A proof of concept application of RAG using an OpenAI GPT model and LangChain.
It is specifically designed to process user specified pdf files, and use them as input for the model. The model then uses the content of the files as context, summarising the documents or answering specific questions about them. This is a very popular application of LLM, and enables organisations to consolidate a large number of unstructured data sources, such as pdf files, Power Point presentations, and Word documents. This enables non-technical stakeholders to derive insights without bespoke data analysis or extensive research.
The model was tested as an HR screening application that helps recruiters filter candidates based on the criteria of choice (tech stack, leadership experience, etc). The input data in this application is a list of CVs.
-
The code is an adaptation the following medium article: https://medium.com/@infoalex1/creating-a-rag-system-with-openai-to-analyze-existing-pdf-documents-e52044f05f9c
-
I improved upon the method of the Medium article by implementing a looped approach that enables users to add multiple PDF files to the context.
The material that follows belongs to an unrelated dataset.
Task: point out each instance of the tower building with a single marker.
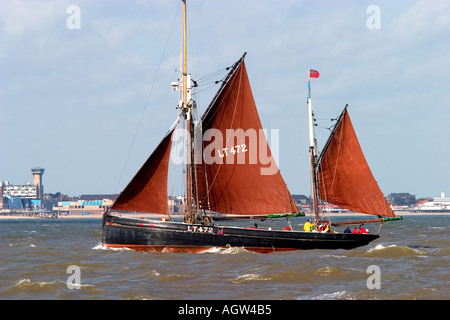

This significantly improves the tool for HR screening, as multiple candidates can now be compared across a variety of criteria based on user input.
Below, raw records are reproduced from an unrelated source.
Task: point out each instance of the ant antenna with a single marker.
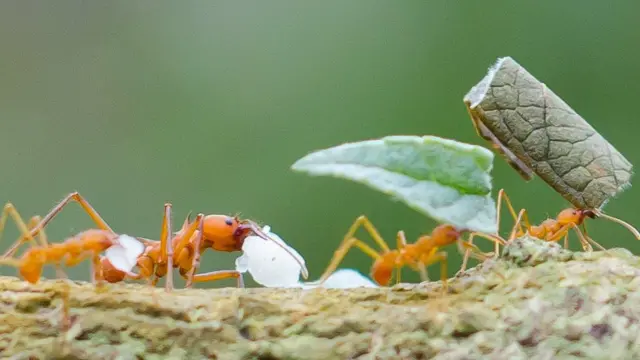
(633, 230)
(256, 229)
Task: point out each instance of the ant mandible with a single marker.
(218, 232)
(419, 255)
(554, 229)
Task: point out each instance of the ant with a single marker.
(417, 256)
(554, 229)
(71, 252)
(181, 250)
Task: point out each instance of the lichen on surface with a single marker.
(537, 301)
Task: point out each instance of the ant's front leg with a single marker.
(349, 241)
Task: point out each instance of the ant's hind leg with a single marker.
(220, 275)
(342, 251)
(465, 257)
(9, 210)
(76, 197)
(42, 239)
(166, 246)
(349, 240)
(441, 257)
(589, 239)
(401, 242)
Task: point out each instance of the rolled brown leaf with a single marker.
(536, 131)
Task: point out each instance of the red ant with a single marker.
(417, 256)
(71, 252)
(554, 229)
(218, 232)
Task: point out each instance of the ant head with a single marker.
(220, 231)
(445, 234)
(571, 216)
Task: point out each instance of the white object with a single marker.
(124, 254)
(343, 279)
(270, 263)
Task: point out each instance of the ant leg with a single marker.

Query: Who in the context is best qualified for a Java programmer role? Answer: Based on the provided context, Sebastian Mercer is best qualified for a Java programmer role. He has experience as a Senior Software Engineer and Software Development Team Lead, and his skills section lists Java as one of his programming languages.
Query: Who in the context has the most data science experience? Answer: Based on the provided context, the individual with the most data science experience is Naoki Ohno. His work experience includes roles as a Data Scientist at Royal Ballet and Opera, an Interim Data Scientist, and a Junior Digital Analyst.
Query Who in the context has the most management experience? Answer: Sebastian Mercer has the most management experience in the provided context. He has worked as a Senior Software Engineer where he led a team of five developers in the implementation of a real-time chat application. He also held the position of a Software Development Team Lead.